When the supply chain is working flawlessly, machines that are capable of filling more than 200 boxes of pasta a minute deliver the final product to Jacobson’s waiting trucks.

“It’s the perfect plant,” said Paolo Federici, the plant manager in Ames. “There’s no in-process inventory. It’s location cuts down on our transportation costs and we’re able to respond to orders quickly.”

It is located on the main east-west rail line of Union Pacific Co., which sends as many as 25 rail cars per week filled with wheat to the plant. The plant has a mill attached and is less than a mile from I-35, and fewer than 20 miles from Interstate 80, two of the largest highway networks in the United States.  

“Clearly, Ames was a very strategic choice for us,” said Paul Davis, president of Barilla America. “It’s centrally located and close to our wheat. It’s got a dedicated employee base and has given us a competitive advantage over our competition.”

The company, which nearly chose to build the factory in Indiana before construction began in 1997, has plenty of room to expand in Ames. It has recently boosted output by roughly 20 percent. Barilla owns 240 acres of land and currently uses about a quarter of that.

The positioning, combined with the facility’s milling capabilities, have cut Barilla’s costs and made it easier for the company to deliver its finished products to customers, which in Central Iowa include Dahl’s Food Marts and Hy-Vee Inc.

“We were fortunate to have been selected,” said David Maahs, executive director of both the Ames Chamber of Commerce and the city’s Economic Development Commission.

Part of Barilla’s success stems from its ability to play to its Italian heritage and capture Americans’ love of Italian culture and cuisine. It’s television advertisements, heavy with a feeling of romance, feature a lonely American woman who catches the eye of an Italian man serving pasta.

Top managers who have come to the company from some of the strongest brand-builders in the business world today have strengthened the company’s image.

Davis was head of North American operations for Starbucks Co. Barilla’s head of marketing came from Kraft Foods Inc. Federici worked for years at Unilever Group N.V., one of the largest makers of packaged consumer goods worldwide, before he moved to Barilla. Mike Biegger, human resources manager in Ames, came to the company from The Procter & Gamble Co.

Getting such talented executives has accelerated Barilla’s success in the U.S. market, according to Lopo Rego, an assistant professor of marketing at the University of Iowa’s Henry B. Tippie College of Business.

“They’re acquiring knowledge and jumping the learning curve,” Rego said. “This is one way of accelerating the introduction of a foreign company into a domestic market.”

Before Barilla came to America in the mid-1990s, the U.S. pasta market was dominated largely by regional names: Prince in the Northeast, Creamette in the Midwest and American Beauty on the West Coast. Barilla is has about 43 percent of the pasta market in Italy. Its biggest competitor in the U.S. is American Italian Pasta Co., which makes Mueller’s and Golden Grain.

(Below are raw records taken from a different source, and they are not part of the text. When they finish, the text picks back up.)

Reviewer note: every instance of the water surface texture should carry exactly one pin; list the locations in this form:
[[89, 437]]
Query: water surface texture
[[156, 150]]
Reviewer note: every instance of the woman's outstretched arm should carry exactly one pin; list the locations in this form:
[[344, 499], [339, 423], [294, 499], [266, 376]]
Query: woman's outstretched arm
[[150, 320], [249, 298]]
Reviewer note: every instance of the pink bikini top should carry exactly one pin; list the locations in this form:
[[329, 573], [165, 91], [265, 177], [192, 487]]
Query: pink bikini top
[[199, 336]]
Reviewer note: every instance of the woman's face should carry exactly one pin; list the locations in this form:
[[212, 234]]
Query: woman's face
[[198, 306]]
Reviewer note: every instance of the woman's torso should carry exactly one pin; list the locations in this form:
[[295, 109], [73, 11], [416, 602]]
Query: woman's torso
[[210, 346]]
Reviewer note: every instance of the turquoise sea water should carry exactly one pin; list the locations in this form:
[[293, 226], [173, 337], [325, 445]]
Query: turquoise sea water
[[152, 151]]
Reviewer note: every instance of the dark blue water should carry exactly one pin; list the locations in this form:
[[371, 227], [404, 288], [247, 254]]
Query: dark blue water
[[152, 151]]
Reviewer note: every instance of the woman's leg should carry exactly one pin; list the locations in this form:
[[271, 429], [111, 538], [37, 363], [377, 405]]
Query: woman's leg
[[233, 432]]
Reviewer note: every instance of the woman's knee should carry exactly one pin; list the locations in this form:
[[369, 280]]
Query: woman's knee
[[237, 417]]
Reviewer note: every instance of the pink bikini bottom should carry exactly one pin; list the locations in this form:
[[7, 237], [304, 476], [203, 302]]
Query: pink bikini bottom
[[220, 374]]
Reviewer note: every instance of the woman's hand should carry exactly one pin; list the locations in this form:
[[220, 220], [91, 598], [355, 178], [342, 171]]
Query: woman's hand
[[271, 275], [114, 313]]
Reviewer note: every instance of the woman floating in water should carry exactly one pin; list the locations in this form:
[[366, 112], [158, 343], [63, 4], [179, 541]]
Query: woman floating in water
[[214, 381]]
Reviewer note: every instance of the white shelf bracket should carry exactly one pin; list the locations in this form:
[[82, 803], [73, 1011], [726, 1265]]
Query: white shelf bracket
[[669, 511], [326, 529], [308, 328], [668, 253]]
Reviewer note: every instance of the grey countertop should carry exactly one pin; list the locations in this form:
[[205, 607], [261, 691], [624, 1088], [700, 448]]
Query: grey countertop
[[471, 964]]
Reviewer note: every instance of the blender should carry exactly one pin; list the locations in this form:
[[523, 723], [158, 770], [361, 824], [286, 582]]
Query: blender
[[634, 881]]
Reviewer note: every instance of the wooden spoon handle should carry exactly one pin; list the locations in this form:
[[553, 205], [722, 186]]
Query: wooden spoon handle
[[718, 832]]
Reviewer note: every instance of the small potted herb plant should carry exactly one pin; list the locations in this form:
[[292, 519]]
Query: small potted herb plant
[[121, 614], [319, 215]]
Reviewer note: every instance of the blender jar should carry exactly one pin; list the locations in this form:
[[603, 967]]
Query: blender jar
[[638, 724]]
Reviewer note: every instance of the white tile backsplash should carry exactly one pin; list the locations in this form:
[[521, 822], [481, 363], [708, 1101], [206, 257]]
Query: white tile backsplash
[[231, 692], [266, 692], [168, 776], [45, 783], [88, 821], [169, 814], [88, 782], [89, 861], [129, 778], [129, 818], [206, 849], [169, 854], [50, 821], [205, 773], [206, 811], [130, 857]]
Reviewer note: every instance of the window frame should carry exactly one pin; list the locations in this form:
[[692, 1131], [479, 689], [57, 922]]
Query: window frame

The national distribution has made Barilla’s pasta popular with large retailers, including Wal-Mart Inc., Costco Wholesale Corp., The Kroger Co. and Albertson’s Inc. who prefer dealing with one supplier.

“The big national players are looking for companies they can grow with,” Davis said. “We’ve been able to step in and fill that need.”

Today, the company is working to import more of its stuffed pastas, including varieties of tortellini that don’t need to be refrigerated. It’s also introducing Voiello, a high-end type of pasta that Barilla hopes to sell to chefs and specialty stores.

The company is also focusing on making premium sauces, a market worth about $1.4 billion a year. Barilla, which makes the sauces at a plant in Upstate New York, is aiming for customers who would buy sauces from Bertolli and Newman’s Own. For the year ended in September, Barilla’s sales of sauces rose 13 percent from the year-earlier period. That growth outpaced the 4.7 percent growth for rival Classico.

“If I had to put a big circle around one reason why Barilla is successful, it’s superior quality,” Davis said. “We’re a company that’s been in business for 126 years. Pasta is not new to us. It’s something we know, and know it very well.”